Gerechtshof 's-Hertogenbosch, 31-12-2020, ECLI:NL:GHSHE:2020:3847, 19/00739 tot en met 19/00755
Gerechtshof 's-Hertogenbosch, 31-12-2020, ECLI:NL:GHSHE:2020:3847, 19/00739 tot en met 19/00755
Gegevens
- Instantie
- Gerechtshof 's-Hertogenbosch
- Datum uitspraak
- 31 december 2020
- Datum publicatie
- 15 januari 2021
- ECLI
- ECLI:NL:GHSHE:2020:3847
- Formele relaties
- Eerste aanleg: ECLI:NL:RBZWB:2019:5269, (Gedeeltelijke) vernietiging en zelf afgedaan
- Cassatie: ECLI:NL:HR:2023:205, Bekrachtiging/bevestiging
- Zaaknummer
- 19/00739 tot en met 19/00755
Inhoudsindicatie
Correcties OB. Het hof verwerpt het beroep op bewijsnood wegens het niet-beschikken over de administraties. Belanghebbende maakt de stelling dat de administraties aan de Belastingdienst zijn overgedragen maar nooit zijn teruggekregen, niet aannemelijk. Belanghebbende maakt niet aannemelijk dat de aangebrachte correcties naar aanleiding van het boekenonderzoek onterecht zijn. Aangezien de inspecteur aanleiding zag een naheffingsaanslag te laten vervallen, is het hoger beroep in zoverre gegrond.
Uitspraak
Team belastingrecht
Meervoudige Belastingkamer
Nummers: 19/00739 tot en met 19/00755
Uitspraak op de hoger beroepen van
[belanghebbende 1] , gevestigd te [vestigingsplaats 1] ,
hierna: de Maatschap,
tegen de uitspraak van de rechtbank Zeeland‑West‑Brabant (hierna: de rechtbank) van 21 november 2019, betreffende de zaaknummers 16/9839 tot en met 16/9843,
en van
[belanghebbende 2] , gevestigd te [vestigingsplaats 1] ,
hierna: [belanghebbende 2] ,
tegen de uitspraak van de rechtbank van 21 november 2019, betreffende de zaaknummers 16/9845, 16/9847, 16/9848 en 16/9850,
en van
[belanghebbende 3] , gevestigd te [vestigingsplaats 3] ,
hierna: [belanghebbende 3] ,
tegen de uitspraak van de rechtbank van 21 november 2019, betreffende de zaaknummers 16/9851, 16/9853, 16/9854, 16/9856, 16/9857, 16/9859, 16/9860 en 16/9861,
in de gedingen tussen de Maatschap, [belanghebbende 2] en [belanghebbende 3] (hierna, tezamen ook aangeduid als: belanghebbenden),
en
de inspecteur van de Belastingdienst,
hierna: de inspecteur.
1 Ontstaan en loop van het geding
Aan de Maatschap is over elk van de jaren 2007 tot en met 2011 een naheffingsaanslag omzetbelasting (hierna: OB) opgelegd. Telkens is daarbij bij beschikking heffingsrente in rekening gebracht.

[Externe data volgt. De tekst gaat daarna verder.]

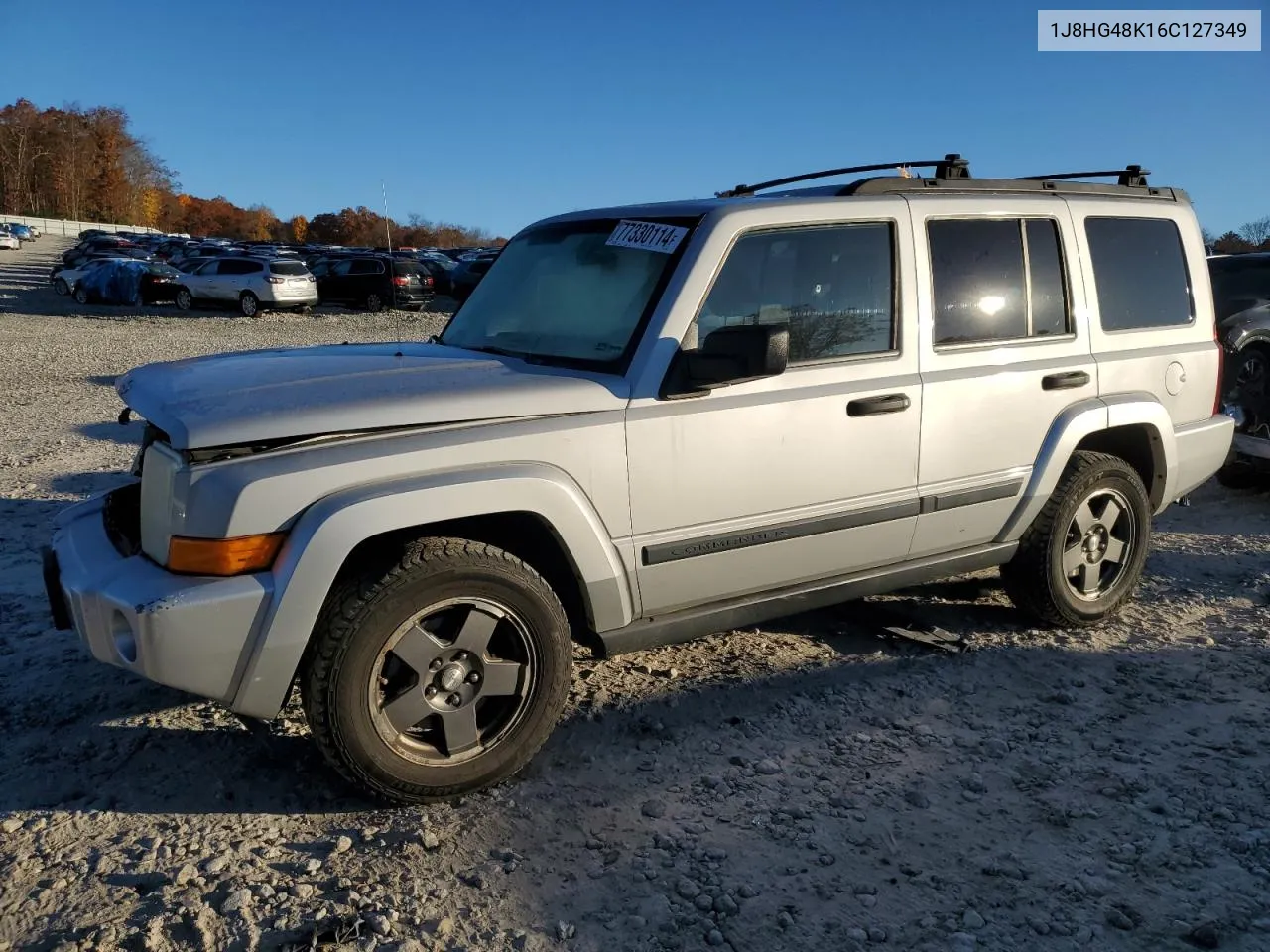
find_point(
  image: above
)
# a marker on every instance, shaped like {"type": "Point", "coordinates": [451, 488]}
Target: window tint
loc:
{"type": "Point", "coordinates": [1139, 272]}
{"type": "Point", "coordinates": [832, 286]}
{"type": "Point", "coordinates": [980, 273]}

Aan [belanghebbende 2] is over elk van de jaren 2007 tot en met 2010 een naheffingsaanslag OB opgelegd. Telkens is daarbij bij beschikking heffingsrente in rekening gebracht.
Aan [belanghebbende 3] is over elk van de jaren 2010 tot en met 2012 en over elk van de perioden 1 juli 2010 tot en met 31 december 2010, februari 2012, 1 januari 2013 tot en met 31 maart 2013 en 1 januari 2013 tot en met 30 juni 2013 een naheffingsaanslag OB opgelegd. Telkens is daarbij bij beschikking (over perioden in 2010 en 2011) heffingsrente respectievelijk (over perioden in 2012 en 2013) belastingrente in rekening gebracht.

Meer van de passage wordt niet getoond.